On January 10, 2022, the Securities and Exchange Commission (“SEC” or the “Commission”) announced it settled charges in In re tZERO ATS, LLC, No. 93938 (SEC Order Jan. 10, 2022) (“Order”).  The Order details how the SEC fined blockchain-based trading platform tZERO ATS, LLC (“tZERO”), an alternative trading systems (“ATS”), for alleged violations of Regulation ATS, which requires certain disclosures to the Commission.

An ATS is a trading system that meets the definition of “exchange” under federal securities laws but is not required to register as a national securities exchange if the ATS operates under an exemption provided under regulations under the Securities Exchange Act of 1934 (“Exchange Act”).  As stated in the Order, tZERO is an ATS that offers both “digitally enhanced securities” recorded on a blockchain and trading and settlement services for unique investments that may not be available through traditional brokerages.

According to the SEC, the regulations require an ATS to disclose various aspects of its operations to the Commission, such as its order entry procedures, the manner in which it displays orders or quotes, and the roles and responsibilities of any entity involved in the operations of the ATS, as well as to file amendments on Form ATS within certain time periods prior to implementing a material change to the operation of the ATS or to correct any inaccuracies in a prior filing.  The SEC alleged that tZERO did not timely disclose certain information to the SEC in its Form ATS concerning its subscriber’s display of order book information for certain digitally enhanced securities.  Specifically, the Commission alleged that tZERO failed to disclose that tZERO was acquiring the assets of an entity that tZERO had been sharing order information with regarding digitally enhanced securities.  The SEC considered this to be a material change requiring tZERO to file an amendment to its Form ATS.  The Commission also claimed that tZERO failed to comply with its Fair Access of Regulation ATS by not establishing written standards for granting access to trading on its system with respect to digitally enhanced securities that exceeded certain daily trading volume on the ATS.

In response to the SEC initiating public administrative and cease-and-desist proceedings against tZERO, tZERO submitted an Offer of Settlement, which the SEC accepted.  tZERO agreed to comply with Regulation ATS in the future and pay a civil money penalty in the amount of $800,000.

The SEC emphasized that it is important for entities to provide “accurate, current, and complete disclosures on Form ATS.”  The information on how the ATS displays orders and trading interest is important for buyers and sellers because it gives insight into liquidity in the ATS and execution of a participant’s orders.  The disclosure requirements also enable the Commission to determine whether the ATS is complying with federal securities laws.
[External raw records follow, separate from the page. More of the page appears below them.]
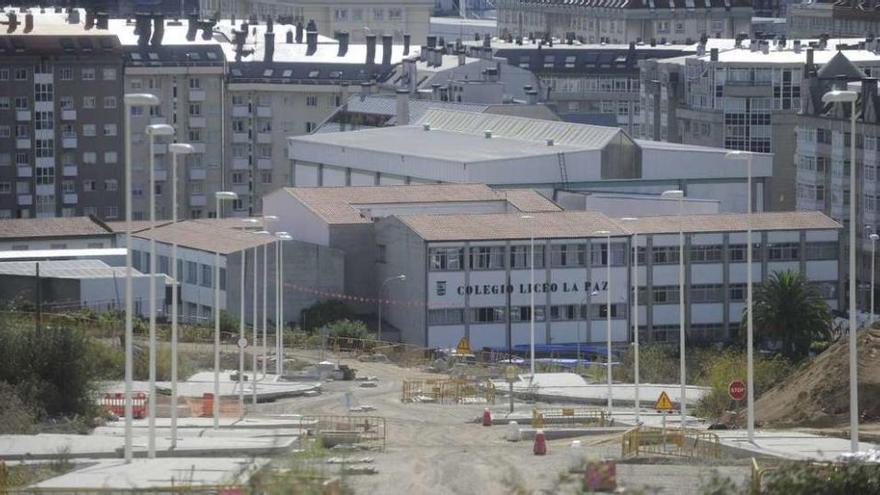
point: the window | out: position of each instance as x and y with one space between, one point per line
487 258
446 316
207 276
487 315
440 259
566 255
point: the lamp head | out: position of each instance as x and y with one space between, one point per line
159 130
180 148
140 99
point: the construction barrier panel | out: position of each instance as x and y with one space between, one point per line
369 431
670 442
115 403
569 417
448 391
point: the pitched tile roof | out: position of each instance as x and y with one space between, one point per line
339 205
21 228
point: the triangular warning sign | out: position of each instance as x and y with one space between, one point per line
663 403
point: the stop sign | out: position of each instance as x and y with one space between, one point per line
737 390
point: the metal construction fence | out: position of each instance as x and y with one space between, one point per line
670 442
444 391
332 430
569 417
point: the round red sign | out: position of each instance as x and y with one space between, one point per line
737 390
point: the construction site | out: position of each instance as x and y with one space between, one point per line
352 416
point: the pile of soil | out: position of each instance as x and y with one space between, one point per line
817 395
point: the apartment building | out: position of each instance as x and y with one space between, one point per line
60 114
823 164
357 17
744 98
284 81
623 21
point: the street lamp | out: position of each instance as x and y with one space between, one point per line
400 277
153 131
750 332
219 196
531 297
873 238
607 235
635 315
279 325
176 149
679 195
130 101
844 96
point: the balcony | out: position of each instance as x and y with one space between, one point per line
197 95
197 200
197 174
197 122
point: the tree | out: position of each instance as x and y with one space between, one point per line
790 311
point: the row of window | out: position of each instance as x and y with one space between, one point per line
518 314
64 73
575 255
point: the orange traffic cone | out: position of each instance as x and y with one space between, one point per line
540 447
487 417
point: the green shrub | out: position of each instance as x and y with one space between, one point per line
325 312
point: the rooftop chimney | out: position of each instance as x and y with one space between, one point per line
269 46
371 49
192 27
158 29
342 36
387 39
402 107
311 42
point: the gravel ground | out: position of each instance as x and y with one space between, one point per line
437 449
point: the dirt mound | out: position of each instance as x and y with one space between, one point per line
818 394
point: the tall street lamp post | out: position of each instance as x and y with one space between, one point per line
750 332
153 131
130 101
176 149
401 278
844 96
220 196
679 195
635 315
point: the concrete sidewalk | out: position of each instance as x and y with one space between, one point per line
154 474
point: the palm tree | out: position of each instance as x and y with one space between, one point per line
789 310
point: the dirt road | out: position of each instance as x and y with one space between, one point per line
438 449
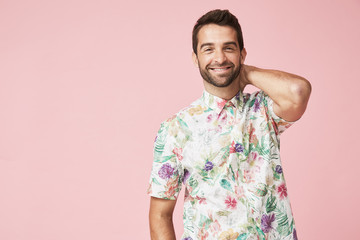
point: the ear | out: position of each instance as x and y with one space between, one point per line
195 60
243 55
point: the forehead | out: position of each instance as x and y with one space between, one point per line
212 33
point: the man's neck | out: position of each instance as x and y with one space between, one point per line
223 92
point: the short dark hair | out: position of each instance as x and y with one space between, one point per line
219 17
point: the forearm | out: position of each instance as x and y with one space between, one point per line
282 87
161 228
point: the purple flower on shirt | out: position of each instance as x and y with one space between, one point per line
186 175
256 105
208 166
278 169
239 147
166 171
294 234
266 221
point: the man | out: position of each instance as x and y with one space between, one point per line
224 147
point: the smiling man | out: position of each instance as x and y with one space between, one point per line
225 147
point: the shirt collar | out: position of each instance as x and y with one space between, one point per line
217 104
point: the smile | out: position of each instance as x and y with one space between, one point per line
222 69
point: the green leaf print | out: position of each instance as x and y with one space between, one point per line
223 213
261 233
182 123
225 184
283 227
260 189
271 204
156 181
242 236
167 158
While other recent SEC enforcement actions against blockchain-based platforms and entities involved allegations of fraud, the tZERO Order focused on apparent failures in required disclosures and filings.  The Order does not delve into substantive issues about the agency’s stance on “digitally enhanced securities” or how they could be regulated differently in the future. As such, new digital finance platforms that fall under the SEC’s jurisdiction will, for now, have to follow applicable federal securities laws and regulations as a debate brews in Washington on how the federal government should oversee the burgeoning cryptocurrency industry.